Identifier les cibles prioritaires de la politique industrielle et commerciale pour rependre la main sur notre empreinte carbone.
La France dispose d’un avantage comparatif majeur: la production nationale de produits manufacturés émet en moyenne 56% de moins par euro que nos importations. Si les équipements électriques importés de Chine concentrent l’attention, la chimie européenne et le textile chinois génèrent des émissions importées du même ordre.
Pour chaque couple "famille de produits - zone géographique", nous avons estimé l’écart entre les émissions importées et celles qu’émettrait la France pour satisfaire la même demande. Les trois couples produits-pays pour lesquels la production en France présenterait le gain climatique mondial le plus élevé sont:
• Les équipements électriques importés de Chine, qui représentent 6 Mds€ d’importations et 5,95 MtCO2e de gain climatique mondial.
• Le textile importé de Chine, avec 8,5 Md€ d’importations et 5,2 MtCO2e de gain climatique mondial.
• La chimie importée de l’UE hors Allemagne, avec 21 Md€ d’importations et 4,4 MtCO2e de gain climatique mondial.

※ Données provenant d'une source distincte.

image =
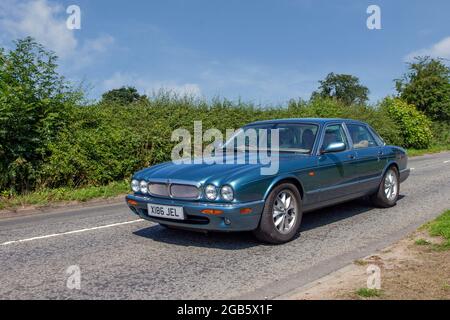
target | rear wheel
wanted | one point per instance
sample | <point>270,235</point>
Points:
<point>282,215</point>
<point>387,194</point>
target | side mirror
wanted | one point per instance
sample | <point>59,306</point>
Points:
<point>334,147</point>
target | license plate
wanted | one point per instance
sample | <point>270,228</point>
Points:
<point>169,212</point>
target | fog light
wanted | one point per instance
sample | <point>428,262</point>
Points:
<point>212,211</point>
<point>132,202</point>
<point>246,210</point>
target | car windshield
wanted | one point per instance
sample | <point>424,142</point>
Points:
<point>291,138</point>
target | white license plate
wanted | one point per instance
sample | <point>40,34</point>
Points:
<point>169,212</point>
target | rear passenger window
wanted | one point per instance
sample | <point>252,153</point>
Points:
<point>334,133</point>
<point>361,136</point>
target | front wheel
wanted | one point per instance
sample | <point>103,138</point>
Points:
<point>282,215</point>
<point>389,189</point>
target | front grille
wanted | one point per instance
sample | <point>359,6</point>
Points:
<point>179,191</point>
<point>158,189</point>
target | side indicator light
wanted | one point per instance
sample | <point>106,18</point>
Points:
<point>246,210</point>
<point>212,211</point>
<point>132,202</point>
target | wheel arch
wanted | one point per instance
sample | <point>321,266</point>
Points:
<point>391,164</point>
<point>285,179</point>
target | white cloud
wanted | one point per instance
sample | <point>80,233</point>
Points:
<point>46,22</point>
<point>438,50</point>
<point>268,84</point>
<point>149,86</point>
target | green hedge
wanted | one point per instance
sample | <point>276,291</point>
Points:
<point>107,143</point>
<point>415,127</point>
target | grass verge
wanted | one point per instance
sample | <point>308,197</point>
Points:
<point>440,227</point>
<point>432,149</point>
<point>368,293</point>
<point>46,196</point>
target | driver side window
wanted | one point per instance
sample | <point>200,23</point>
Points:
<point>334,133</point>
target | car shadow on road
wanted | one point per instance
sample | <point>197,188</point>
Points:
<point>188,238</point>
<point>245,240</point>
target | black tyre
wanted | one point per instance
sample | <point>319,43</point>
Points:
<point>389,189</point>
<point>282,215</point>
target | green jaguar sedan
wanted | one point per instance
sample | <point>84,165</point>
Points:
<point>320,162</point>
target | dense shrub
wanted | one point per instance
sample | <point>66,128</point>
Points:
<point>105,143</point>
<point>415,127</point>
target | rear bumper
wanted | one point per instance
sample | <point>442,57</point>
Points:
<point>404,174</point>
<point>195,219</point>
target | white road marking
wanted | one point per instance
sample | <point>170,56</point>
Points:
<point>70,232</point>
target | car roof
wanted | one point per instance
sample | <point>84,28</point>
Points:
<point>305,120</point>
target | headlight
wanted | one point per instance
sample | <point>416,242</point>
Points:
<point>210,192</point>
<point>135,185</point>
<point>227,193</point>
<point>143,187</point>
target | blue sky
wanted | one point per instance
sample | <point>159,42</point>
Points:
<point>262,51</point>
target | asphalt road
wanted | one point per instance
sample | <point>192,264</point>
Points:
<point>121,257</point>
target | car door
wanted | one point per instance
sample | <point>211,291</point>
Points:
<point>370,160</point>
<point>335,170</point>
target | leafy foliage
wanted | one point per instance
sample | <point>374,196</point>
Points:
<point>343,87</point>
<point>35,104</point>
<point>415,127</point>
<point>48,140</point>
<point>108,144</point>
<point>122,96</point>
<point>427,86</point>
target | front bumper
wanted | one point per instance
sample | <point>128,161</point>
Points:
<point>404,174</point>
<point>195,219</point>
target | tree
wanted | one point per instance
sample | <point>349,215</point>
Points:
<point>343,87</point>
<point>35,104</point>
<point>427,86</point>
<point>123,96</point>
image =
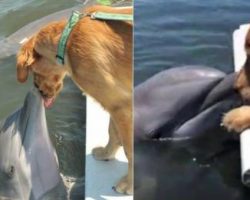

Une telle hiérarchisation par couple produit-zone offre une grille plus fine que la seule géographie des partenaires pour orienter la préférence européenne et les politiques commerciales.
Grâce à l’un des mix électriques les moins carbonés au monde, produire en France émet structurellement moins de CO2 que chez la quasi-totalité de nos partenaires commerciaux.
Trois leviers pour jouer l'atout de notre mix-électrique et réduire notre empreinte carbone:
• Se doter d’un tableau de bord des émissions importées croisant famille de produits et provenance géographique.
• Adapter les instruments existants: 94% de nos émissions importées sont en dehors du champ du Mécanisme d’Ajustement Carbone aux Frontières (MACF), pourtant censé freiner nos importations de carbone.
• Renforcer les dispositifs de réindustrialisation vers les secteurs aux meilleurs gains climatiques et économiques.